Earnings reports often have a way of sending share prices up, and Equifax (NYSE:EFX) recently proved as much wonderfully. After rolling out its earnings report, the company saw share prices increase as high as 14.9% at one point, and despite losses in premarket trading, the company has bounced back nicely this morning as of this writing. The numbers Equifax rolled out—which proved to be part of an ongoing pattern of success—weren't alone in helping to generate gains, though.
A Killer Earnings Report
Equifax turned in numbers that were solid by most any standard, and a very clear win for the credit reporting giant. The company turned in net income of $201.6 million for the quarter, working out to be $1.64 per share, and ultimately, $1.97 after adjustments took place. That not only beat the consensus out of FactSet that looked for $1.52, but also beat the figures turned in the same time last year of $0.95 per share.
The company also turned in $1.2 billion in straight sales, which not only marked an increase of 27% against the same time a year prior, but also represented the fifth consecutive quarter of growth—and double-digit growth at that—in the company.
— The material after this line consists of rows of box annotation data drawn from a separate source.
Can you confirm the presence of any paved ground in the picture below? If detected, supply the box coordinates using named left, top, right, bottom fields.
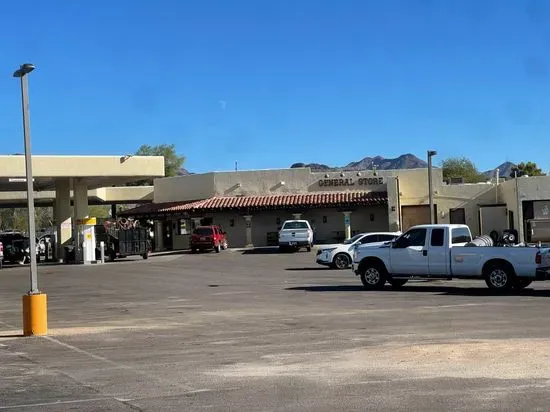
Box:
left=0, top=251, right=550, bottom=411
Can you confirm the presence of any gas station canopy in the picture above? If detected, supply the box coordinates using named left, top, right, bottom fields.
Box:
left=0, top=155, right=164, bottom=192
left=0, top=155, right=164, bottom=207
The $1.2 billion turned in also beats the FactSet consensus of $1.12 billion.
The numbers alone were impressive, and the company's CEO, Mark Bego, offered up a statement explaining the company's gains that proved to be every bit as impressive. Bego noted that the combination of the company's cash generating capabilities alongside the recent completion of five different “bolt-on acquisitions” helped drive the company's impressive numbers. The company's business-to-business operations in the US, exemplified by Workforce Solutions and USIS, turned in a combined total of 38%, Bego also noted. That was sufficient to actually outpace the mortgage market, which, given the last year or so of the mortgage market, was no mean feat.
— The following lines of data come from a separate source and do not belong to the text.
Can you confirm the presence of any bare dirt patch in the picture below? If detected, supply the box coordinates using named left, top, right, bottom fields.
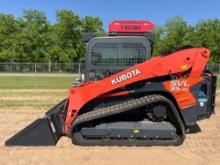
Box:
left=0, top=91, right=220, bottom=165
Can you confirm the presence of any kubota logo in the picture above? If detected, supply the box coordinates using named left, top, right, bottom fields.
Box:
left=170, top=80, right=189, bottom=92
left=111, top=69, right=141, bottom=85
Bego even noted that the company was sufficiently confident in its overall 2021 outlook to raise guidance, hiking full-year revenue to between $4.58 billion and $4.68 billion. Adjusted earnings were likewise hiked to between $6.75 and $7.05 per share.
Still a Winner With Analysts
Meanwhile, the broader analyst pool—as based on our latest research—is very much bullish on Equifax and has been since September of 2020. That was when the recommendation pool shifted from a consensus “hold” to a consensus “buy” rating.
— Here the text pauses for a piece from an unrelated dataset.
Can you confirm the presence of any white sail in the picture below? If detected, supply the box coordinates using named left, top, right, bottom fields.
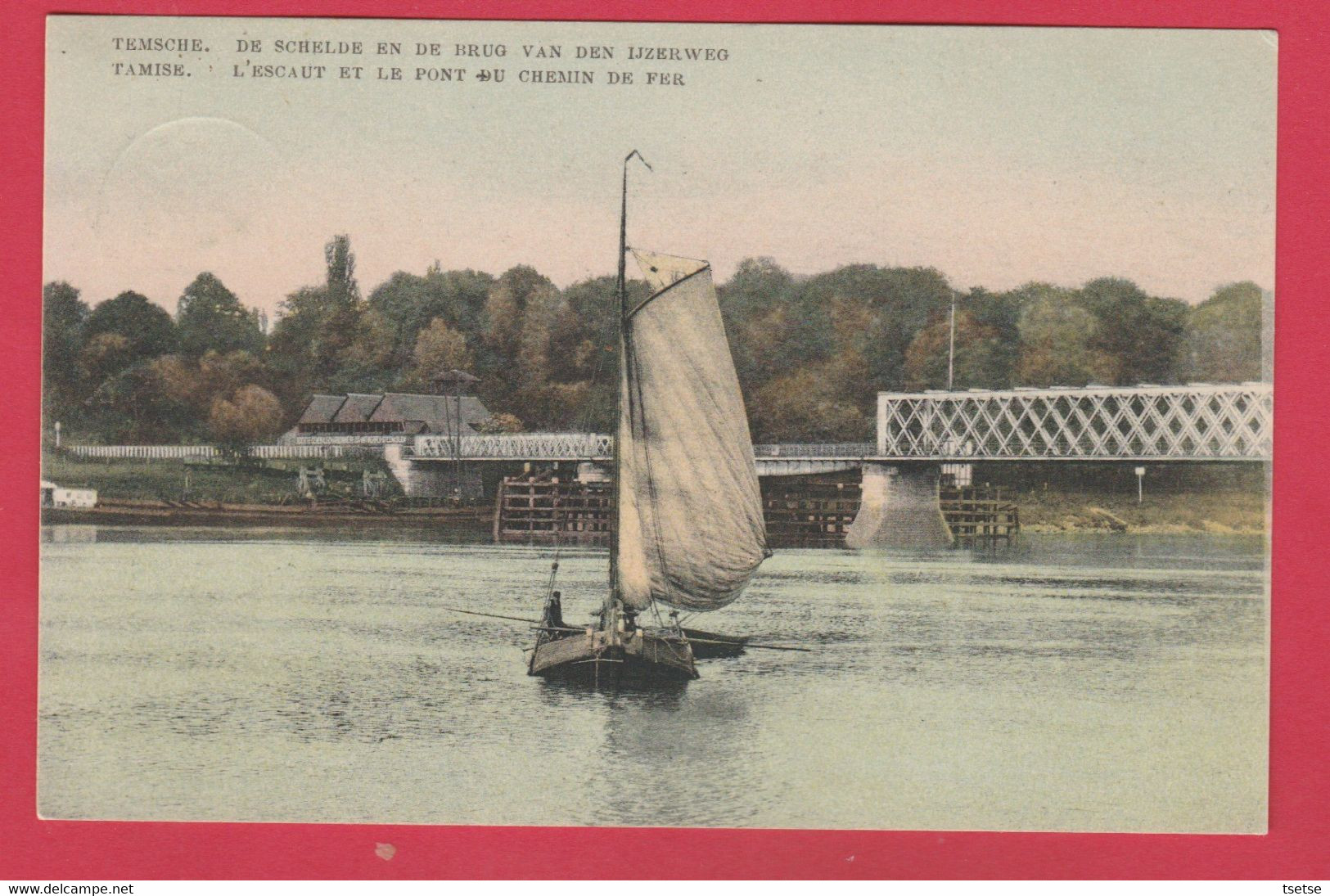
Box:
left=615, top=250, right=768, bottom=610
Even a year ago, the consensus was fairly close to “buy”. The company had 10 “buy” ratings, seven “hold” and one “sell” to its credit. Six months ago, that shifted upward towards bullish as the “sell” rating departed altogether, leaving us with 10 “buy” and seven “hold”. Three months ago, a further shift—this time more bearish—kicked in as we went to eight “buy” and eight “hold”. Today, however, is much more bullish for Equifax, as we stand at eight “buy” and four “hold”.
The price target, meanwhile, occupies a disturbingly broad range, at last report. The current average is $188.73, with a high target of $260 and a low target of a seemingly impossible $8.50. Given that the company currently trades at $221.99, the odds of $8.50—held by CIBC back in January, at last report—coming up do not seem likely at all.
But Can It Continue?
It would be easy to say that, inevitably, all growth patterns stall. No company can grow infinitely; that just doesn't happen. That's enough to suggest that, the longer a growth pattern goes, the greater the likelihood that it will stop becomes. Even with that in mind, we have a good idea that the full-year guidance is looking sound and the company is working to keep up its growth patterns. It's fairly high-priced to look for further growth, but there's certainly something to be said for a company that so aggressively pursues it.
The old adage goes, that if you aim for the moon and miss, you'll wind up among the stars. That's not a bad fallback position, really. It's also important to note that the company has a quarterly dividend of about $0.39 per share, which it last paid back in March 2021. The company has kept that range up for quite some time, with a $0.39 dividend seen as far back as 2017.
Further growth from the company on any kind of large scale seems unlikely, but even if you miss the moon here, so to speak, you'll still wind up among the stars with a surprisingly well-protected dividend payer. There are certainly worse moves to make, and adding some Equifax to a portfolio might serve to help make a steady base from which to operate.